Smart buildings are energy efficient. They intelligently control HVAC and lighting systems to improve occupant comfort and worker productivity. Smart buildings can lead cars to empty parking spaces and people to empty meeting rooms. They use data analytics, real-time sensing, and artificial intelligence to enable smart systems… but how many of these functions must be in place for a building to be called smart?
This is one of the key questions being addressed by the European Union (EU) in its Smart Readiness Indicator (SRI) program, which has started its preliminary phases this year. The hope is that an SRI will raise awareness amongst building owners and occupants about the value behind building automation and electronic monitoring of technical building systems and also give confidence to occupants about the actual savings of those new enhanced functionalities.
While still in the early stages of development, the SRI commission has outlied three critical goals a building should strive for in order to be considered smart: the ability to adapt to user needs, energy-efficient performance, and responsiveness to the electric grid. These three core pillars of the SRI are defined as follows:
- Adapt to User Needs — The ability to adapt its operation mode in response to the needs of the occupant paying due attention to the availability of user-friendliness, maintaining healthy indoor climate conditions and ability to report on energy use.
- Energy-Efficient Performance — The ability to maintain energy efficiency performance and operation of the building through the adaptation of energy consumption for example through use of energy from renewable sources.
- Responsiveness to the Electric Grid — The flexibility of a building's overall electricity demand, including its ability to enable participation in active and passive as well as implicit and explicit demand-response, in relation to the grid, for example through flexibility and load shifting capacities.
Earlier this year, the first stakeholder meeting for the development of an SRI for buildings took place in Brussels, attended by 120 participants from 26 countries – as well as numerous stakeholders who followed the live webstream.
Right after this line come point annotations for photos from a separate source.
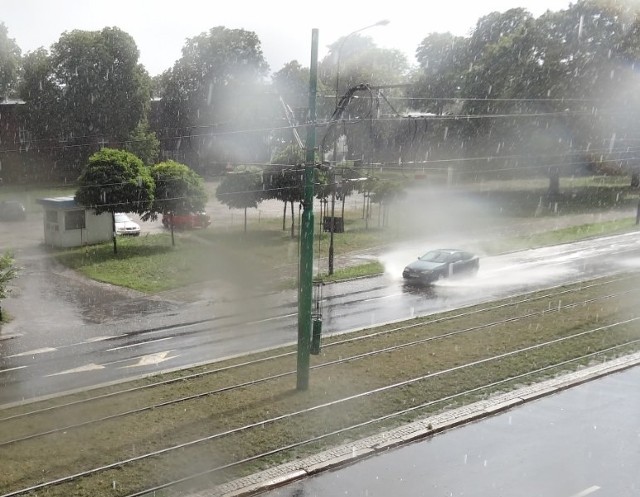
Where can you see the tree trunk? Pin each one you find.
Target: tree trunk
(113, 232)
(284, 217)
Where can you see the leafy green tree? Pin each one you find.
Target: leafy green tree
(116, 181)
(8, 271)
(10, 64)
(241, 189)
(442, 59)
(178, 190)
(217, 85)
(284, 180)
(144, 143)
(385, 193)
(42, 97)
(89, 91)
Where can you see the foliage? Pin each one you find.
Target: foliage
(217, 83)
(9, 64)
(178, 189)
(241, 188)
(89, 91)
(115, 181)
(8, 271)
(144, 143)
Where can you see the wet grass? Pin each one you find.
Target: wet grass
(554, 326)
(267, 256)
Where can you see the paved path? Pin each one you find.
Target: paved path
(354, 451)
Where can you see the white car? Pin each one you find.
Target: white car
(125, 226)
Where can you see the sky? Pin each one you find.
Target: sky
(284, 27)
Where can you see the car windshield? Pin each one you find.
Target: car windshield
(436, 256)
(122, 218)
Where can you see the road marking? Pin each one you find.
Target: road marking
(275, 318)
(151, 360)
(81, 369)
(12, 369)
(34, 352)
(138, 344)
(99, 339)
(587, 491)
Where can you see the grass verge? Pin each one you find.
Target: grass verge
(416, 368)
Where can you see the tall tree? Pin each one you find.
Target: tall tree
(442, 59)
(143, 143)
(8, 271)
(216, 87)
(116, 181)
(178, 190)
(241, 189)
(10, 64)
(89, 91)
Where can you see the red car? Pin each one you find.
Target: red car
(187, 221)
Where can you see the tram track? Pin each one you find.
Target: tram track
(599, 316)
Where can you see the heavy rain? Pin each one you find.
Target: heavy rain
(237, 271)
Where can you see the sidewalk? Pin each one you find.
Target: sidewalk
(354, 451)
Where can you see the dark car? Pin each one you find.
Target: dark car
(186, 221)
(12, 210)
(439, 264)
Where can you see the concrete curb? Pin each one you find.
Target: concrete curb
(355, 451)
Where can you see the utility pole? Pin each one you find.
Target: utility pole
(305, 280)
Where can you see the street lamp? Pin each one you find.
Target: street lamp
(383, 22)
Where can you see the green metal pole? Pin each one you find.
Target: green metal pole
(305, 290)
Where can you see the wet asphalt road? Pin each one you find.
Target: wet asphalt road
(72, 333)
(577, 443)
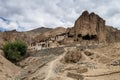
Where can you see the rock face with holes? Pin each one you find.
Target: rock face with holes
(88, 27)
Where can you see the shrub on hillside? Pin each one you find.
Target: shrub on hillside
(15, 51)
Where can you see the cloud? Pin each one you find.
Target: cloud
(30, 14)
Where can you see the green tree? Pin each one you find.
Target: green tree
(15, 51)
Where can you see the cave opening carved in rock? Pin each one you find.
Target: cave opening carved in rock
(89, 37)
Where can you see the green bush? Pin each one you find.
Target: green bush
(15, 51)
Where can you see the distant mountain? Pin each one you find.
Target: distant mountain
(7, 21)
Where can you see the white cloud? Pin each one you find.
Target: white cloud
(31, 14)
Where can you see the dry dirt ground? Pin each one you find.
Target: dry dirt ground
(95, 63)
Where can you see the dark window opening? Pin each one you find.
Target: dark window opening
(89, 37)
(71, 36)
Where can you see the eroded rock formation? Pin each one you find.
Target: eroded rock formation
(88, 27)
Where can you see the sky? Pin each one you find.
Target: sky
(24, 15)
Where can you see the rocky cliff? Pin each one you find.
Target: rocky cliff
(89, 27)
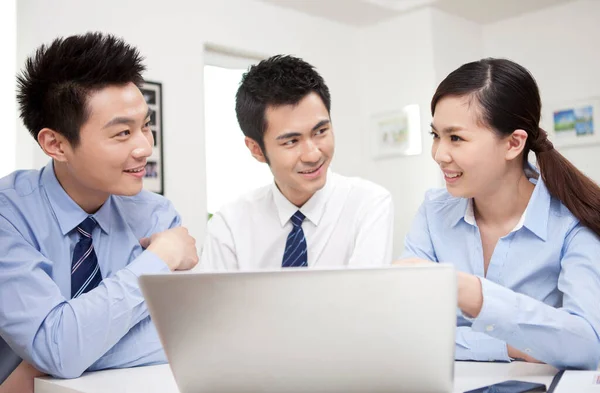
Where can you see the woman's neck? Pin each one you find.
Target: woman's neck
(506, 203)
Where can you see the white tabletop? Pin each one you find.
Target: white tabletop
(158, 379)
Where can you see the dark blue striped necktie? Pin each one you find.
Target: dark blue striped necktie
(295, 246)
(85, 271)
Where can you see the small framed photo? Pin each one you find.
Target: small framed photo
(396, 133)
(154, 177)
(574, 123)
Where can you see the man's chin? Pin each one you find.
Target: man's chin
(127, 191)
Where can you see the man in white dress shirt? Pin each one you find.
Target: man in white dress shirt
(309, 216)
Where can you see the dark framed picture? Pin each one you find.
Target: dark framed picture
(154, 177)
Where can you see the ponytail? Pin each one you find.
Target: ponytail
(579, 193)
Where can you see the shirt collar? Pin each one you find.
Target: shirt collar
(67, 212)
(313, 209)
(534, 218)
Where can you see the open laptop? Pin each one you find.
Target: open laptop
(353, 330)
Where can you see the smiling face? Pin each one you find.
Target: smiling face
(113, 146)
(299, 146)
(472, 156)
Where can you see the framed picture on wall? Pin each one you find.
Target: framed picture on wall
(396, 133)
(573, 123)
(154, 177)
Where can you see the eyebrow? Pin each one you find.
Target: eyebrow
(448, 130)
(295, 134)
(124, 120)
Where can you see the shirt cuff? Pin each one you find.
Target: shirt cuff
(500, 306)
(148, 263)
(483, 349)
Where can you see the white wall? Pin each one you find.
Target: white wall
(560, 46)
(397, 69)
(8, 48)
(370, 70)
(456, 41)
(171, 35)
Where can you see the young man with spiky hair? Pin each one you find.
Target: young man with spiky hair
(78, 233)
(309, 216)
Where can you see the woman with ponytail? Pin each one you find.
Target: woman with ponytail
(526, 244)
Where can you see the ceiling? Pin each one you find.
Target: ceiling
(367, 12)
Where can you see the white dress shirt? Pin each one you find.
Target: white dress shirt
(348, 222)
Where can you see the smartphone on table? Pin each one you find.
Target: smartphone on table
(511, 387)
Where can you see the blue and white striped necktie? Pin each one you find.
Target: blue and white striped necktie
(295, 254)
(85, 271)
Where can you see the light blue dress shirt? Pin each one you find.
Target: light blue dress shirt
(542, 290)
(108, 327)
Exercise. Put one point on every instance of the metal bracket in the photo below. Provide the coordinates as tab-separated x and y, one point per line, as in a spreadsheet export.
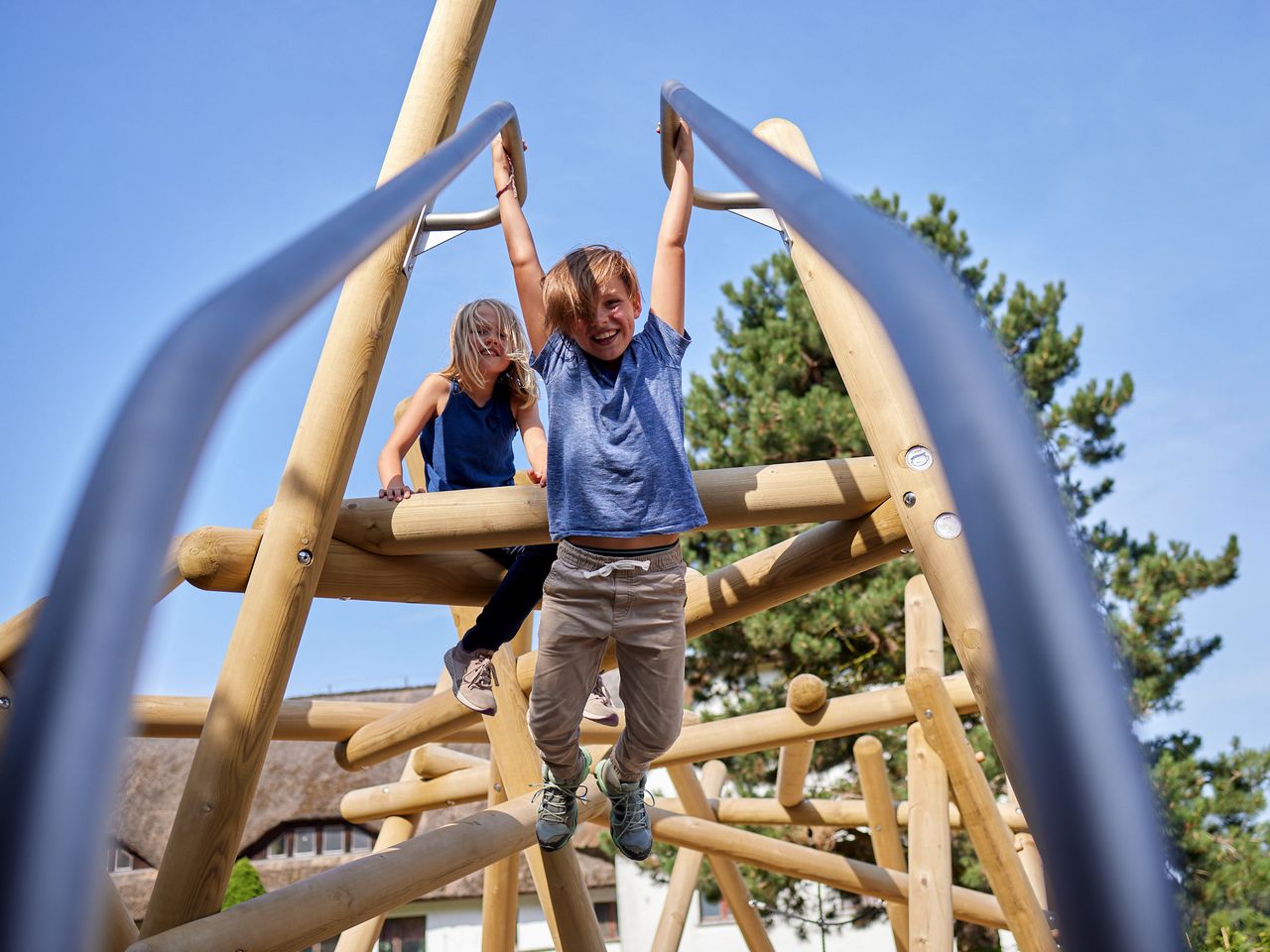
767	218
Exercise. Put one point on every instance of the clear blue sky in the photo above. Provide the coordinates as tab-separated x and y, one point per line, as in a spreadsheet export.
153	150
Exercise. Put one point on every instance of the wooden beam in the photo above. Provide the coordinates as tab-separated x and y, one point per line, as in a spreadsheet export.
557	876
695	794
804	696
766	730
846	812
784	571
395	830
318	906
517	516
217	558
222	777
883	829
807	864
992	842
894	424
930	847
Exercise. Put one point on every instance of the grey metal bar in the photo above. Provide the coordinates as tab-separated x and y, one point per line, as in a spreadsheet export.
1088	801
712	200
59	765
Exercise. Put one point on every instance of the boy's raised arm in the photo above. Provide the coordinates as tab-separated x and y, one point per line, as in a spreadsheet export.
667	298
520	249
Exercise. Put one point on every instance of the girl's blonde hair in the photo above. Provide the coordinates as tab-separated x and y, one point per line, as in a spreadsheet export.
572	287
465	335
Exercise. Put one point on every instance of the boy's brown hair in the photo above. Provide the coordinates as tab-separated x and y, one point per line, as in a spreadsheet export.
572	287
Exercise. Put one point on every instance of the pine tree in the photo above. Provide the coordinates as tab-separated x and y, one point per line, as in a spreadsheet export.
775	395
244	884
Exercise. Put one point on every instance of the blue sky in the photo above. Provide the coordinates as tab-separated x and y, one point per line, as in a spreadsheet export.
154	150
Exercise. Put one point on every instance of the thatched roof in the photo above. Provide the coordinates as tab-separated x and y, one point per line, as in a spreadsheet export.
300	783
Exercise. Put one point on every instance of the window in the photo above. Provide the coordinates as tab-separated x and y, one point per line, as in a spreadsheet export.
307	842
607	915
362	841
714	910
118	860
331	839
402	936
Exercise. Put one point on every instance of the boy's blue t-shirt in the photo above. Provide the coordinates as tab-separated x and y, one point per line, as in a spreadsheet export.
616	463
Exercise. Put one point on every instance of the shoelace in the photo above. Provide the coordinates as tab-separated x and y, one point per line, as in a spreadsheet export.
483	674
607	567
556	798
629	810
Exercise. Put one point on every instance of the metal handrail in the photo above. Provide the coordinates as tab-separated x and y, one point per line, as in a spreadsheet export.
59	765
1093	812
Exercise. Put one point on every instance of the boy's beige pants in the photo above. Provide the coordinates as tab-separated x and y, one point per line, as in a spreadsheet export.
588	599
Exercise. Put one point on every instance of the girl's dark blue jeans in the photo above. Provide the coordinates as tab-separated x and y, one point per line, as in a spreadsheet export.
527	567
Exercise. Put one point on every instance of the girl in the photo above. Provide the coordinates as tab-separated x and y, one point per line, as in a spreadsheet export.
463	419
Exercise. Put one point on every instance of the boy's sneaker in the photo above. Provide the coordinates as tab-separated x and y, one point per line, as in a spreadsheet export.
558	807
471	678
627	820
599	705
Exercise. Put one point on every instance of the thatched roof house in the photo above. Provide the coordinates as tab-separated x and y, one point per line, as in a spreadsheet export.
295	828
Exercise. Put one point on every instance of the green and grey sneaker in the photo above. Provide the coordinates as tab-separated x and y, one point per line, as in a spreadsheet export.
558	807
471	678
627	820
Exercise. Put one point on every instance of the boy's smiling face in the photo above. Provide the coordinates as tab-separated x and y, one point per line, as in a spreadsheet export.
608	333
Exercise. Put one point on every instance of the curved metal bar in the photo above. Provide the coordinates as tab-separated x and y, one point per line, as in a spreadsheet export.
60	762
1093	809
486	217
712	200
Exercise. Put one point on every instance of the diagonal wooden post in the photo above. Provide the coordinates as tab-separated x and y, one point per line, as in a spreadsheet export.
988	833
695	797
226	767
902	443
883	829
930	846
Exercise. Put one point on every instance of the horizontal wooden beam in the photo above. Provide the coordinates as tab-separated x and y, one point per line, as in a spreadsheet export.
841	716
324	905
808	864
516	516
218	558
811	560
846	812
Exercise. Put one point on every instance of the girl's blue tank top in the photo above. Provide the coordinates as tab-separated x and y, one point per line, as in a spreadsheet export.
468	445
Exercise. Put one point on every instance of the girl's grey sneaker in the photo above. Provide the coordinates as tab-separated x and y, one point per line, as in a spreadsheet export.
558	807
627	820
599	705
471	678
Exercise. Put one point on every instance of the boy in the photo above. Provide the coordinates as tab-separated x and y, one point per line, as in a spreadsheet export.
619	495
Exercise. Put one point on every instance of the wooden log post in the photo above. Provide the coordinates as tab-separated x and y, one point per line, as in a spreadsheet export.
395	830
806	864
500	892
806	696
697	797
930	847
779	494
318	906
227	762
784	571
897	431
557	876
992	842
883	829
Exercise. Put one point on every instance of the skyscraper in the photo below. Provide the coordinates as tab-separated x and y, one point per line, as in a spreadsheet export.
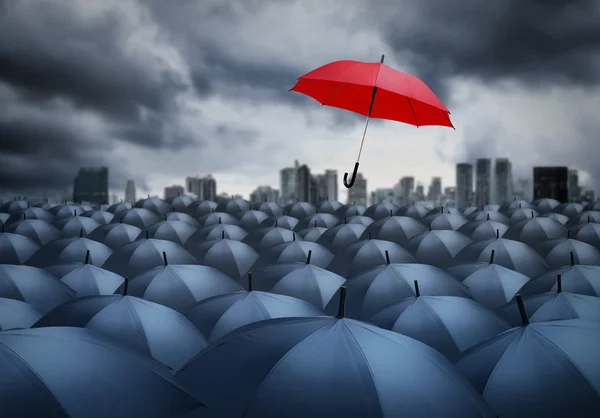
503	180
551	182
91	185
483	182
358	193
464	184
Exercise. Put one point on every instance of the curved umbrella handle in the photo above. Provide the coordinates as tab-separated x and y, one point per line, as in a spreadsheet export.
351	183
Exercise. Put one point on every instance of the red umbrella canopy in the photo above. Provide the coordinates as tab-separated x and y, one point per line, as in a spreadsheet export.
374	90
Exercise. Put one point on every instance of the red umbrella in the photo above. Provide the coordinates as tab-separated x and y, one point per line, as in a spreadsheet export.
374	90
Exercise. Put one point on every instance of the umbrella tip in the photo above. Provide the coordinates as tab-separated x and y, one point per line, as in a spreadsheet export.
342	304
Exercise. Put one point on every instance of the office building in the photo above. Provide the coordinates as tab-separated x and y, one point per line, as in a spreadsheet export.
130	192
551	182
464	185
357	194
503	180
483	181
173	191
91	185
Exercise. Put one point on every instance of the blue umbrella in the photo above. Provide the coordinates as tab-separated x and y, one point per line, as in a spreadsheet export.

The meeting was co-led by Ms. Dorien Aerts of Vito, an independent cleantech research and technology organization, who presented the various ways stakeholders can interact with the study team. This included an open testing phase when stakeholders may voluntarily test and apply the SRI calculation methodology to buildings of their choice.
The meeting concluded with constructive feedback on a variety of topics, such as the reliability of the SRI, the calculation methodology, and about how SRI links to other schemes and initiatives currently active. Programs, such as the recently revised Energy Performance of Buildings Directive (EPBD), have a more specific mission that overlaps significantly with the SRI’s goals and their respective influence on EU buildings policy, such as Energy Performance Certificates (EPC) will cause confusion unless these initiatives can work together.
“There is significant potential interaction between EPC and SRI,” writes Andreas Hermelink of Ecofys in a research paper on the topic. “SRI rating in the category “occupants’ needs” will have a major role in decreasing the diversion between asset-based and actual energy performance of the building by, for example, qualifying the impact different user needs may have on the energy performance of the building, thus finding ways to better include this element of occupant behavior in EPC.”
The building sector holds the undesirable title of the largest energy consumer in the EU. As much as 75% of the EU’s buildings are labeled energy inefficient by the EPBD, the main legislative instrument for the promotion of energy performance improvements in buildings within the EU.
A modernized and refurbished building stock, therefore, has a key role to play in the transition to a smarter, renewable-intensive and decarbonized energy system and the EUs intention to create a climate-neutral economy. The SRI, therefore, is an important step to realize this future in the EU, in part by defining what smartness is.
“Smartness of a building refers to the ability of a building or its systems to sense, interpret, communicate and actively respond in an efficient manner to changing conditions in relation to the operation of technical building systems or the external environment (including energy grids) and to demands from building occupants,” reads the working-definition of smartness in the State of Affairs in the 2nd Technical Support Study on the SRI For Buildings report.
The second stakeholder meeting for the SRI took place in October in Brussels with the objectives of; defining a calculation methodology and consolidating results on the evaluation of quantitative impacts, discuss ongoing work regarding the format of the SRI and its potential implementation pathways, presenting intermediate results of bèta testing, and reporting on the contributions of the Topical Working Groups.
This is the latest step of the SRI as it seeks to create a common European indicator to assess the technological readiness of buildings. A third meeting will be held in March 2020, while the completion of the technical study is expected in June 2020.
“Introducing such an SRI can raise awareness of the benefits of smarter building technologies and functionalities and their added value for building users, energy consumers and energy grids,” reads the 2nd Technical Support Study. “It can support technology innovation in the building sector and become an incentive for the integration of cutting-edge smart technologies into buildings.
The SRI is expected to become a cost-effective measure that can effectively assist in creating more healthy and comfortable buildings with a lower energy use and carbon impact and can facilitate the integration of renewable energy sources.”